Paolo Villaggio, in sostanza, ha descritto, con oltre quarant’anni di anticipo, la nuova alienazione del ceto borghese, ormai in disarmo, soggiogato dall’attuale deriva economica, sociale e culturale. Ci ha descritto, in un turbinio di risate e umorismo, il suo sfruttamento servile e la sua autocommiserazione, la spietata autorità di potenti e “megadirettori galattici”. Nessuno meglio di Fantozzi ha rappresentato in maniera esilarante la condizione postmoderna del dipendente impiegato, il nuovo proletario della società consumista di massa, i suoi desideri e le sue paure.

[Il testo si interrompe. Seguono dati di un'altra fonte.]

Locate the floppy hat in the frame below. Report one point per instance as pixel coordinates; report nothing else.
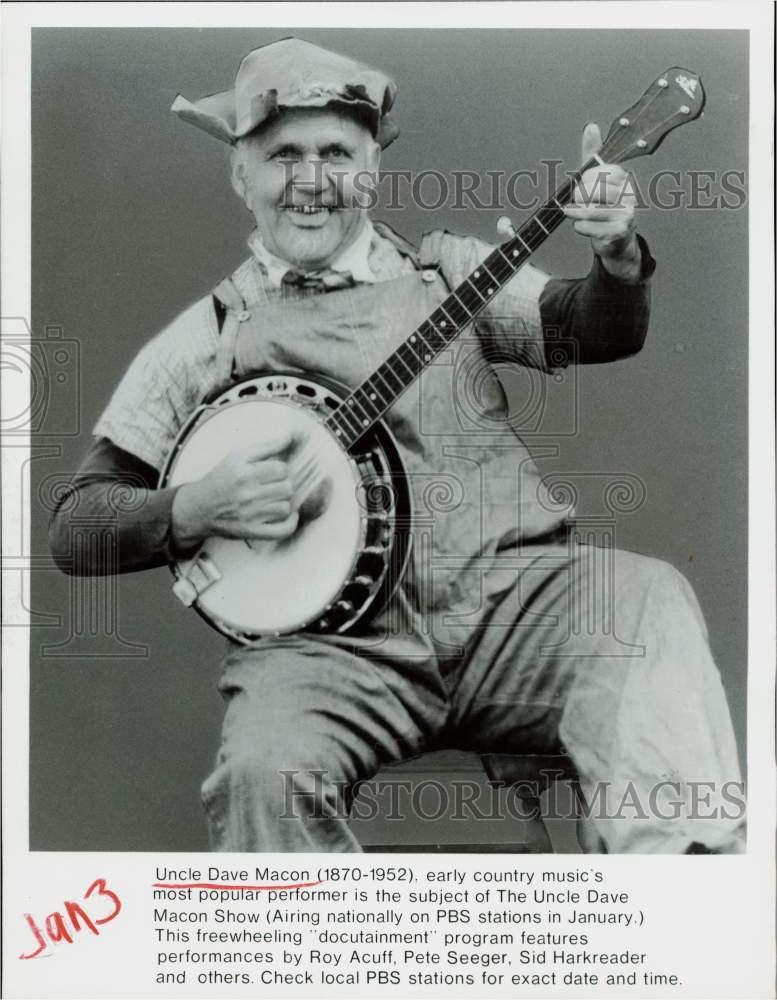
(293, 74)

Fantozzi, il ragionier Fantozzi, è la caricatura simbolica della classe “media” di un’intera nazione. Egli non rappresenta solo la tragedia di un uomo buffo ma anche e soprattutto un’utopia italiana intesa come insieme di ambizioni e velleità (prima fra tutti, quella del ragioniere di conquistare il cuore della signorina Silvani), che non trovano quasi mai realizzazione.

E se in passato questo impiegato sfigato incuteva nello spettatore il terrore di essere come lui, oggi questa paura si è trasformata in certezza; e ciò fa della sua figura un elemento di consolazione, perché, probabilmente, ci fa sentire meno isolati ed inadeguati.
“Fantozzi è lei?” No, oggi siamo tutti Fantozzi.